Generate Sales Opportunities.
We can debate the multitude of responsibilities a marketing manager may have but in the end, the business you are marketing for needs opportunities to sell their products and services. Period.
While the main goal of a marketing manager is simple, it is far from simple to draw a road map to more sales opportunities. Everyone has their own methodology, but there are five things I believe marketers need to focus on to excel in their position. Here is what I shared with the group.
Everything you do has to be guided by the brand message of the company. What does the company stand for? How does it differentiate itself in the market and what experience does the company want for its customers? Being clear on this messaging will inform how you create the messaging for individual campaigns or products.
A good first step to creating a solid brand message would be to read your reviews. What do your customers mention as the reason they do business with your company? Another source of reliable information lies internally. Ask those who have worked in the company over 5 years. Why do they stay? What do they see as the differentiators for customer experience? Put all of these words on a white board and begin to see what stands out.
Don’t get too ahead of yourself– the first decision for any content creation is discerning who the audience is for the campaign. The more specific you can envision the audience, the easier it will be to create a message which connects. Is the campaign designed for a high school senior, or for a 45 year old male? Is it designed for parents of children or business owner? All of these individuals will impact how you frame your creative and visuals of your product to connect with the audience.

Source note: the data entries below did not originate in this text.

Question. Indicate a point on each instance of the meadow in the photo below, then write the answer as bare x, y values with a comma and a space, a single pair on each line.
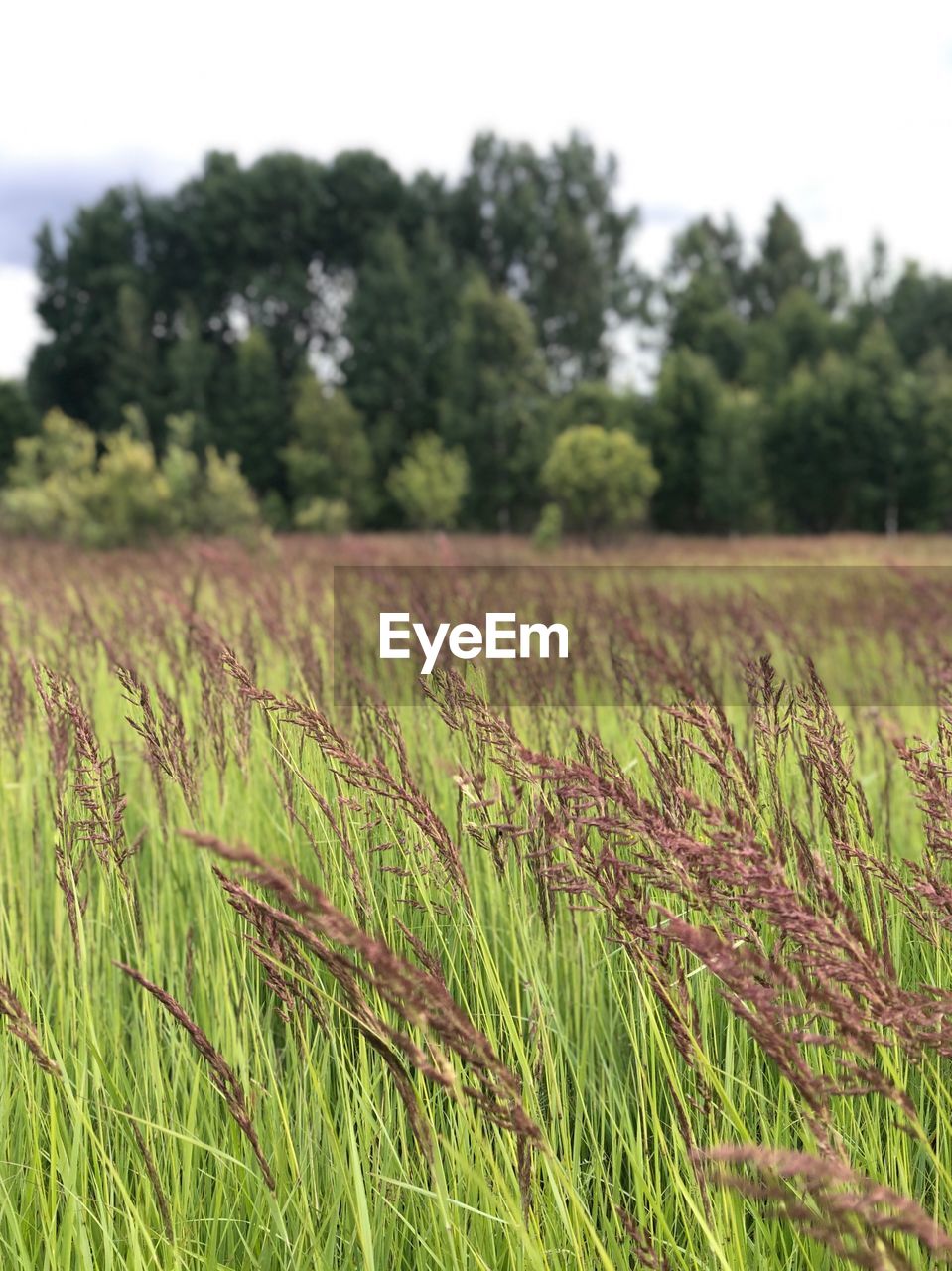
649, 966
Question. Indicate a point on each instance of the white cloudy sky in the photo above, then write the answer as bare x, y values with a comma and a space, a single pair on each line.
842, 108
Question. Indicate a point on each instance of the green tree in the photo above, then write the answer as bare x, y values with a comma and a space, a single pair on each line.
386, 370
548, 230
782, 264
597, 402
703, 287
17, 420
328, 455
734, 489
602, 480
131, 375
254, 423
687, 402
430, 484
814, 464
494, 405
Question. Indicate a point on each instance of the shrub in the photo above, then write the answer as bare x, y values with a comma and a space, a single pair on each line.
430, 484
602, 480
323, 516
548, 530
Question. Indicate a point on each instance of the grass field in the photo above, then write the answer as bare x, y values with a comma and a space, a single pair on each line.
657, 975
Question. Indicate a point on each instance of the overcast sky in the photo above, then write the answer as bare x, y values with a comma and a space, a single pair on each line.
842, 108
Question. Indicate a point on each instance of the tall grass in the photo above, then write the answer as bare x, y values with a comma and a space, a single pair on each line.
299, 980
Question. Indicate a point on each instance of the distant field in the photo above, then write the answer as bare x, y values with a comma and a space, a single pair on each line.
646, 966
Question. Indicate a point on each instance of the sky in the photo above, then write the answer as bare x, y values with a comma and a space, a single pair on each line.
843, 109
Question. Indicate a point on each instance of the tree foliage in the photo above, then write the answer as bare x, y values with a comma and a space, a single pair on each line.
600, 478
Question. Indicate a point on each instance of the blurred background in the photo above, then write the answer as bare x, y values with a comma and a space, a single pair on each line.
511, 268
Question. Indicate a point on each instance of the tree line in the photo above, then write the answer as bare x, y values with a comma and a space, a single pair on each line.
356, 349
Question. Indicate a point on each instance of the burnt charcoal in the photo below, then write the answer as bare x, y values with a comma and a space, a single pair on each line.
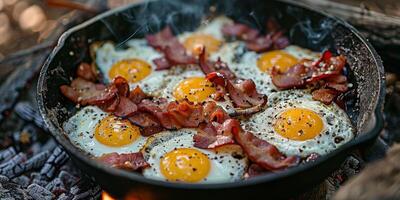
68, 179
50, 145
28, 113
38, 179
35, 162
64, 197
56, 186
7, 154
53, 163
7, 168
85, 187
22, 180
38, 192
27, 136
35, 148
12, 191
93, 193
4, 179
70, 167
11, 88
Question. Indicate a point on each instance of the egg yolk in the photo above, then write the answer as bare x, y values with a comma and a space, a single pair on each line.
195, 89
185, 164
282, 60
115, 132
195, 43
298, 124
133, 70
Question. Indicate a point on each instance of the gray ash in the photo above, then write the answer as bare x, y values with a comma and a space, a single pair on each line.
32, 165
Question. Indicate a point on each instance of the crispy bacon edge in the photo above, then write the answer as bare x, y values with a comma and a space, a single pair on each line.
242, 92
263, 153
128, 161
324, 75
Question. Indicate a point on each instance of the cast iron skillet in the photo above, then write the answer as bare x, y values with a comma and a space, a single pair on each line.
306, 27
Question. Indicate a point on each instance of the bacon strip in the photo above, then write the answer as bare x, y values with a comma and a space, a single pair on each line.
137, 95
293, 78
149, 123
174, 52
326, 75
255, 170
174, 115
129, 161
113, 98
325, 96
263, 153
243, 93
213, 135
219, 66
216, 130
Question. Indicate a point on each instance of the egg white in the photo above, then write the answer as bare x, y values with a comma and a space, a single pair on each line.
228, 163
244, 63
80, 130
178, 74
107, 55
337, 125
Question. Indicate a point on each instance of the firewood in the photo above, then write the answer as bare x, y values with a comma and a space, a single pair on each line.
379, 180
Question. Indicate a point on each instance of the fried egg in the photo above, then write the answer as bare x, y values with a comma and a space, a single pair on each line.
97, 132
172, 157
251, 65
298, 125
135, 64
190, 83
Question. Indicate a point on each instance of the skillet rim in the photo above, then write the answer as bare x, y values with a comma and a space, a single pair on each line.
57, 133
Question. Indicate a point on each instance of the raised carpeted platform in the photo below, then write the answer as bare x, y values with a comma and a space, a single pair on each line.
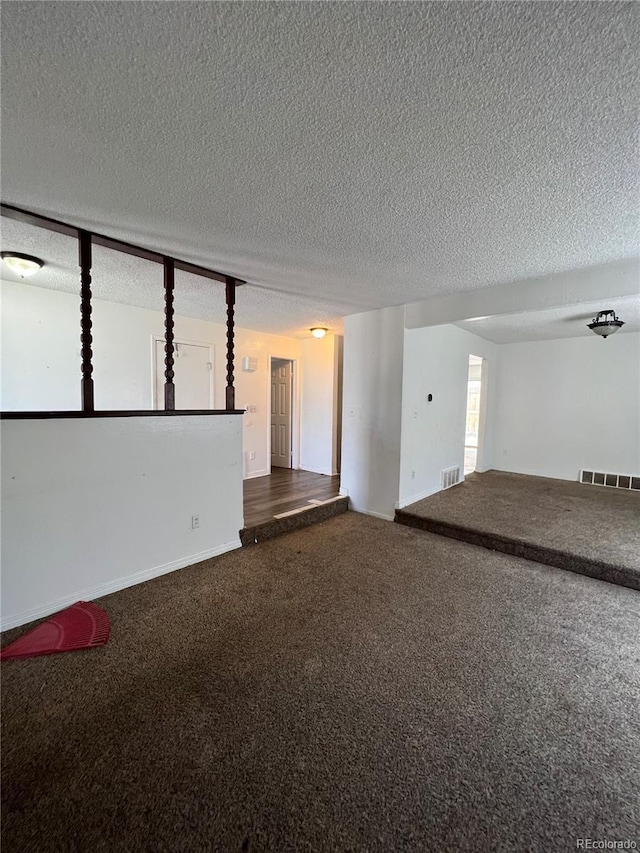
355, 686
305, 516
591, 530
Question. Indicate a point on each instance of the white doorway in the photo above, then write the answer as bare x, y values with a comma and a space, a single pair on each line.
193, 374
473, 416
281, 384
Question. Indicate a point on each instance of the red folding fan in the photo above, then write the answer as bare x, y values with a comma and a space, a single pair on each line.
81, 626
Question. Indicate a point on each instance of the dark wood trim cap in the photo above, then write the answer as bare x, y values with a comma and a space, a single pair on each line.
125, 413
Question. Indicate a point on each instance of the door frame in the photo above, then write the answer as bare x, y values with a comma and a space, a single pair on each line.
154, 366
295, 410
482, 413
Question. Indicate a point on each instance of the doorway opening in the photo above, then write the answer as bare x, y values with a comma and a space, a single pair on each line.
473, 417
281, 432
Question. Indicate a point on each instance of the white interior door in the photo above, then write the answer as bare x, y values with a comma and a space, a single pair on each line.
281, 377
193, 377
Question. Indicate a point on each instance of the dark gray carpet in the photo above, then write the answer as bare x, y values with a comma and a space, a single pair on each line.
356, 686
591, 530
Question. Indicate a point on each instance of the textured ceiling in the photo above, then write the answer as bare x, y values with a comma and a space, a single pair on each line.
552, 323
117, 277
355, 154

The key will be finding the right wording and visuals to grab their attention.
The next logical step after deciding who your audience is is determining where they consume the most information. If you are targeting younger generations you would not be running ads on Facebook, and instead should opt for Youtube pre-roll or Instagram ads. If it is targeting older demographics, then cable TV or Facebook may be the main distribution channel. Understanding where the audience consumes content will guide your distribution channel and budget for advertising.

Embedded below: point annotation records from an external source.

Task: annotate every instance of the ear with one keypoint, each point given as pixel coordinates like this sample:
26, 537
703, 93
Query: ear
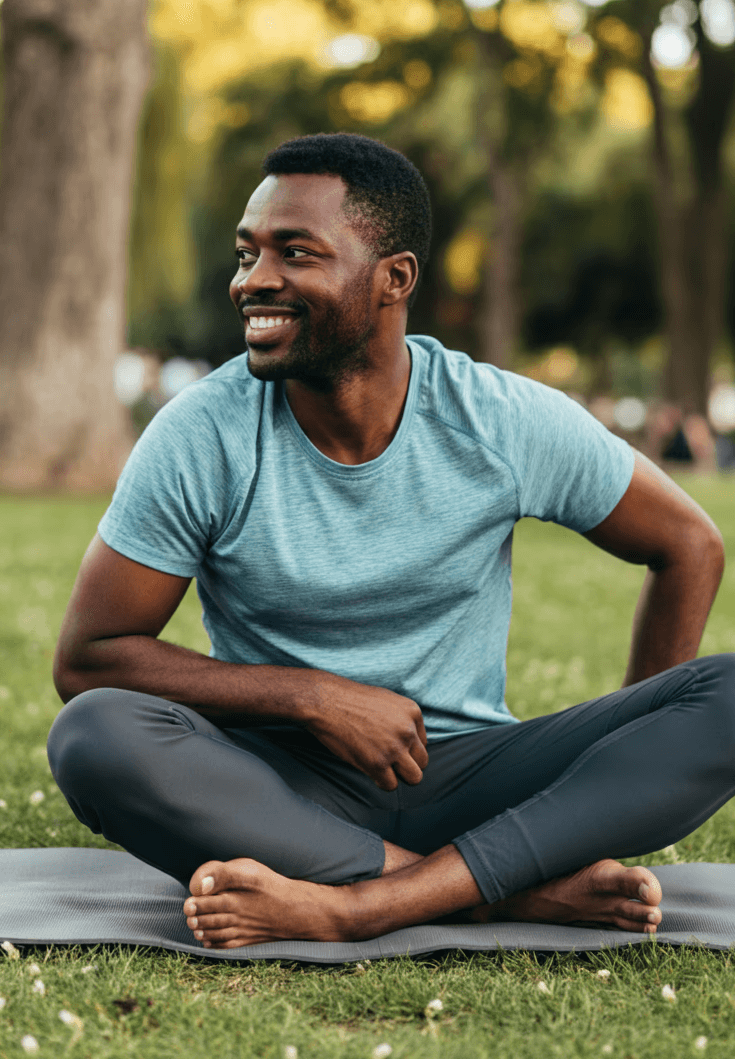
399, 274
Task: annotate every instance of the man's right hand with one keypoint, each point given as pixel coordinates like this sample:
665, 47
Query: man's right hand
379, 732
109, 639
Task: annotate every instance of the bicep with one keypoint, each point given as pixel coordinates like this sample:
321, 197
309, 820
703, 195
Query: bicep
656, 522
115, 596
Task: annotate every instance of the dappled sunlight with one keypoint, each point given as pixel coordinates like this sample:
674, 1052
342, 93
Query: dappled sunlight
374, 103
626, 103
616, 35
531, 25
463, 261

Making sure you are looking at the right metrics for each campaign to guide your marketing strategy is essential. Each campaign should have a specific goal. A video campaign, views might be the metric but for another ad, it could be the number of phone calls or clicks to the website. If you are partnering with a vendor who is doing some of the work, then you need to make sure the vendor is explaining their metrics in a language you understand.

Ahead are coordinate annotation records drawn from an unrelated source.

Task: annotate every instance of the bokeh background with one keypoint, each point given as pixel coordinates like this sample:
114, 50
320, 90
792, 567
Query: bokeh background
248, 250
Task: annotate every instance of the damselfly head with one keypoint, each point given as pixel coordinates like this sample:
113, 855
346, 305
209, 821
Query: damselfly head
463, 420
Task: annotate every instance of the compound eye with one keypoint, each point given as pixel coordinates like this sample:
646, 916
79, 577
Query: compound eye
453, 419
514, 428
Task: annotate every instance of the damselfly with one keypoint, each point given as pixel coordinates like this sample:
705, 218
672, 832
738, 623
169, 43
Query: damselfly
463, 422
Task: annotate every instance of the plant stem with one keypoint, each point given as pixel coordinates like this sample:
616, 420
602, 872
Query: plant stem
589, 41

My recommendation would be to focus on the 4 hard conversions: Calls, Lead Forms, Chats and Texts. These are tied to sales opportunities which goes back to the first responsibility of a marketing manager.
Bonus Tip: Testimonials
One of the most overlooked responsibilities of a marketing manager is getting feedback and testimonials from customers in order to validate your marketing efforts. Once you have these testimonials, I would find ways to leverage these in your marketing as well. Add a page on your website highlighting these testimonials. If you have video testimonials, leverage them on Facebook or YouTube.
As you can see, marketing managers have a lot of ways they can create sales opportunities. Following these steps and focusing on these 5 topics will help keep your marketing efforts on track, targeted and increasing sales.